As a physician, I’m at a loss. To my knowledge, there is no medical organization that recommends antibiotics in the first 7-10 days of symptoms [Source: AAFP]. Yet, every cold season patients show up in droves to get their prescriptions.

My clientele excluded, they are getting them, often with the option of a refill just to be sure. Is the cause simply that most docs know what the evidence shows, but don’t have the time to change the patient’s habits or fear they will upset them? The message can be delivered in 5 minutes! If we all just agree to simply follow the guidelines that good science has laid out, we could ignite true change. Americans spend nearly $6 billion annually on unnecessary cold and sinus infection prescription and over-the-counter medications, with only empty results for a receipt.

An upper respiratory infection generally starts with a sore throat and fever for a couple days, then significant nasal congestion and sinus pain for 5-7 days. As things break up, a congested cough usually develops (“Doc, its moved into my chest”) that may last an additional 7-10 days.

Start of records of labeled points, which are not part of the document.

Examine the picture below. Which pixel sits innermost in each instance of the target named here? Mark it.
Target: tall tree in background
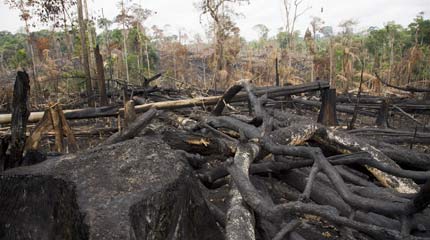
(292, 13)
(24, 8)
(140, 15)
(85, 53)
(124, 19)
(221, 14)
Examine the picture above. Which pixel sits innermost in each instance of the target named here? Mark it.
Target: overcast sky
(181, 14)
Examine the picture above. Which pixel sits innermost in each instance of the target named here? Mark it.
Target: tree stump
(138, 189)
(20, 114)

As a society, let’s leave the antibiotics for those with documented bacterial infections. Next time you get stuffy, let your body do what it is trained to do; fight invaders and strengthen itself.

  • Sinus flushing
  • Drink plenty of water
  • Avoid dairy products (promotes and thickens congestion)
  • Take 2 cloves of garlic daily (chopped and swallowed or put in broth)
  • Adults, take 2 teaspoons of honey at night for the cough

Consider getting checked out if symptoms (fever, sinus pain) are getting worse at 10-14 days or you are immune compromised, have chronic lung disease or have other concerns.